Je suis native de La Malbaie, dans Charlevoix. Dernière d’une belle famille de cinq enfants ayant eu la chance d’avoir une maman à la maison, des étés au chalet au bord du lac et en ski l’hiver au Mont Grand-Fonds. Dernière d’une famille de cinq, mais élevée comme une enfant unique puisque mes frère et sœurs étaient tous très rapprochés en âge et sont partis étudier « à l’extérieur » comme on disait, ce qui fait qu’en fin de primaire, j’étais seule encore à la maison à temps plein avec papa et maman.

C’est sûr que j’ai eu une relation différente avec eux, plus gâtée, plus fusionnelle.
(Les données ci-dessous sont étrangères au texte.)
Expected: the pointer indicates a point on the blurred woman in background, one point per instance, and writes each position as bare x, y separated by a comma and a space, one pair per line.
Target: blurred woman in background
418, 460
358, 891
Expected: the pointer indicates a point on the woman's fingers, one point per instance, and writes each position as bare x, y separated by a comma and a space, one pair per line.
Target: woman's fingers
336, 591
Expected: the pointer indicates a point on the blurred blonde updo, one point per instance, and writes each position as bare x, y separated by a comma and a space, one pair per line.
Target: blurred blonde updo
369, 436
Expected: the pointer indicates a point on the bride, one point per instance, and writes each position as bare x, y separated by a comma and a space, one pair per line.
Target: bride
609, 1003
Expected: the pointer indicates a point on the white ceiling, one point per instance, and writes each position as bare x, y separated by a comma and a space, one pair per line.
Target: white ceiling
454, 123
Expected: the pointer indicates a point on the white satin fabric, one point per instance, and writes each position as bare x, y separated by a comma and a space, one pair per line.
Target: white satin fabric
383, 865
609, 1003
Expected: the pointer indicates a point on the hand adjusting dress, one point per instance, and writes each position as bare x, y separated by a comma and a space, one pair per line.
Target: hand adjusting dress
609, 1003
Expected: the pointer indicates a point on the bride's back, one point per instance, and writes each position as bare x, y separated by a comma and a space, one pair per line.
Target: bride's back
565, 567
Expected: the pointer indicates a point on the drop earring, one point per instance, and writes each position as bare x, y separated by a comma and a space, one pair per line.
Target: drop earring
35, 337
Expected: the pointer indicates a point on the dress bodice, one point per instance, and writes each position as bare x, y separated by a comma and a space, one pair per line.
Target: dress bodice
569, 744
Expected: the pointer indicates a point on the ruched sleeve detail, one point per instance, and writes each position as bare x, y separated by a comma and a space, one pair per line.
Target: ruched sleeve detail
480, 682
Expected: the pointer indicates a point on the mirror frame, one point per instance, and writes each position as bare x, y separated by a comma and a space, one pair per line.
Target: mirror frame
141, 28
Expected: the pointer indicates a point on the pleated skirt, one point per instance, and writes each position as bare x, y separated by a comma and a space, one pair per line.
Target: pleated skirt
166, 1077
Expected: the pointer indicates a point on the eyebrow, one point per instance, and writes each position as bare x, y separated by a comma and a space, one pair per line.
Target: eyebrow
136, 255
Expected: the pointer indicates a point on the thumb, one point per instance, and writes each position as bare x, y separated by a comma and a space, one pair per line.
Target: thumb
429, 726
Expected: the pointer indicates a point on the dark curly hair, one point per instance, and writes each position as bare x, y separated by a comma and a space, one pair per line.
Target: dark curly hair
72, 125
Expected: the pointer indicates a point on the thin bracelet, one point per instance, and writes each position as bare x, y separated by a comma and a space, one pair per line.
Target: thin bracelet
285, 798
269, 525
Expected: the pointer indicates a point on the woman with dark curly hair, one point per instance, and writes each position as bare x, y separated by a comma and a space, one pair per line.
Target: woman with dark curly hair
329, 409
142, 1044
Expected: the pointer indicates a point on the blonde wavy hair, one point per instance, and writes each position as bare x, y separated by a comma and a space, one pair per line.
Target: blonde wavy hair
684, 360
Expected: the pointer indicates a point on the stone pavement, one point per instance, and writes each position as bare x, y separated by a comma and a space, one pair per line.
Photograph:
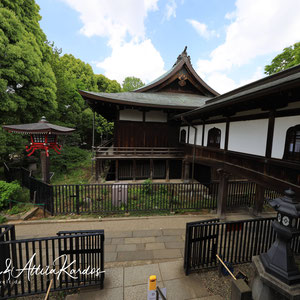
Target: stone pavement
130, 283
136, 248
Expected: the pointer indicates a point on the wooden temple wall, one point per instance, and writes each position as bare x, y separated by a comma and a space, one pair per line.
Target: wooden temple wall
145, 134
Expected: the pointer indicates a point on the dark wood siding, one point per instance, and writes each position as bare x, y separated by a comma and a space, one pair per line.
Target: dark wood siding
139, 134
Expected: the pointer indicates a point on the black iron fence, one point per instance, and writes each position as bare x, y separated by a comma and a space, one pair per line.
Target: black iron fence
147, 196
71, 261
235, 242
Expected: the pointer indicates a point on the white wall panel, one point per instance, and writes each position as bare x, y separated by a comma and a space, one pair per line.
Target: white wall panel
221, 126
280, 128
248, 136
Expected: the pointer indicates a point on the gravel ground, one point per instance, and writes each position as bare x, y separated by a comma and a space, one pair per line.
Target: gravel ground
221, 285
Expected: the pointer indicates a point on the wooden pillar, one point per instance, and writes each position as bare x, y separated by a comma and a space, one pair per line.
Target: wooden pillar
270, 134
151, 168
117, 171
227, 134
97, 169
203, 132
167, 170
186, 176
222, 193
134, 170
45, 167
259, 200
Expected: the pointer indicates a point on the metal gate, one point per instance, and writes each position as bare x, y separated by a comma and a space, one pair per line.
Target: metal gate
71, 259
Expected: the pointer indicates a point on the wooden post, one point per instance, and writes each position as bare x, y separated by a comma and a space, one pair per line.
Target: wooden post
45, 166
134, 170
186, 177
270, 134
259, 200
97, 169
227, 134
151, 168
222, 193
167, 170
117, 171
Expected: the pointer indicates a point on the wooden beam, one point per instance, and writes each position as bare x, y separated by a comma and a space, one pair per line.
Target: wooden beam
270, 134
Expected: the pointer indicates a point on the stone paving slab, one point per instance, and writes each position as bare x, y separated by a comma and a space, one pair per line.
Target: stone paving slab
171, 270
168, 238
118, 234
154, 246
140, 274
166, 253
174, 245
129, 247
145, 233
173, 231
117, 241
140, 240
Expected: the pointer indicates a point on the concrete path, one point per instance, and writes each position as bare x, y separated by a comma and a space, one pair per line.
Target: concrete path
130, 283
135, 248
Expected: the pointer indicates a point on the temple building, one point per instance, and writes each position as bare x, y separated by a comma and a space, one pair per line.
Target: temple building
179, 127
145, 142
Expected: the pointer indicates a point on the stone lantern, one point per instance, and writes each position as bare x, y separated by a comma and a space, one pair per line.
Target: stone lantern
279, 260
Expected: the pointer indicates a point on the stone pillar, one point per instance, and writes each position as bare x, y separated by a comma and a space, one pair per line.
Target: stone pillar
259, 200
45, 167
222, 193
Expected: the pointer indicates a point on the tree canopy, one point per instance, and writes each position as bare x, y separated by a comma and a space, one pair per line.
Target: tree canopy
37, 80
132, 83
288, 58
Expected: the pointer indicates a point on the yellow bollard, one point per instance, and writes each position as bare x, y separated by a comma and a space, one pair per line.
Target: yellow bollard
152, 283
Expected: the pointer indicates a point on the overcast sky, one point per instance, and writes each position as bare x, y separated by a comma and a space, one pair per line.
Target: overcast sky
229, 42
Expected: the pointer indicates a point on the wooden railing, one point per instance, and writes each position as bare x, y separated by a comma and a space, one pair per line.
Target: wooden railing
138, 152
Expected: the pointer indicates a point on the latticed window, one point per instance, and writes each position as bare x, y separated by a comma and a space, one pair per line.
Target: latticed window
183, 136
292, 143
214, 138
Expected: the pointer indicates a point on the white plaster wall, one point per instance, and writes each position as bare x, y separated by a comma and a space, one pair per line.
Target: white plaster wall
280, 128
199, 135
221, 126
187, 132
131, 115
248, 136
156, 116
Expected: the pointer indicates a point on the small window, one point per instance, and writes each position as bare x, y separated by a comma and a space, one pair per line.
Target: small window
292, 144
214, 138
183, 136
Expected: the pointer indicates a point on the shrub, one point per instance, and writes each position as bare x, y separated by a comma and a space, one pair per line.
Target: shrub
9, 192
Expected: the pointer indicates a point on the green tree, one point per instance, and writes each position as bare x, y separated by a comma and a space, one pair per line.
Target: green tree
288, 58
132, 83
27, 82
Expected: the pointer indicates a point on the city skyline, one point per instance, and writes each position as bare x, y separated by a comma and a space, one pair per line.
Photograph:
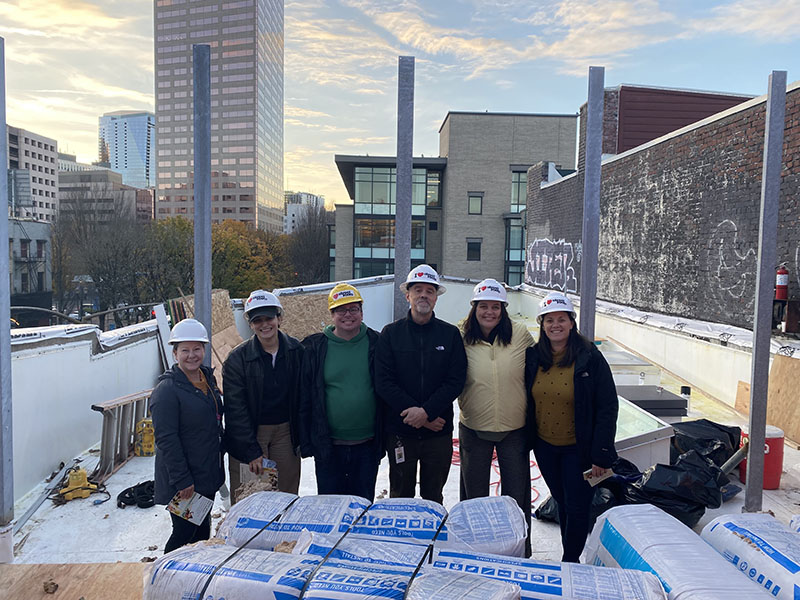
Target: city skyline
341, 63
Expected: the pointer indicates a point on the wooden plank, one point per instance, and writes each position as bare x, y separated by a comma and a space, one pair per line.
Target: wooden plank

Jeune adulte, j’ai voyagé avec eux un peu partout au Québec, et une fois mariée, on a continué de les amener avec nous dans nos petits voyages. Depuis la fin des années 80 que mon père ou ma mère m’appelle chaque jour, à la maison ou au bureau, pour savoir comment je vais, ce que je fais, et, depuis une quinzaine d’années, pour savoir comment vont les enfants. Et presque chaque appel se termine par la sempiternelle question : « quand est-ce que tu viens (ou que vous venez) nous voir ? ». Chaque fois, je me sens comme mal en répondant que je vais y aller très bientôt. Et on y est allés, souvent.  Et on y va encore, régulièrement.  Mais ce n’est jamais assez.  Ni assez vite, ni assez souvent, ni assez longtemps.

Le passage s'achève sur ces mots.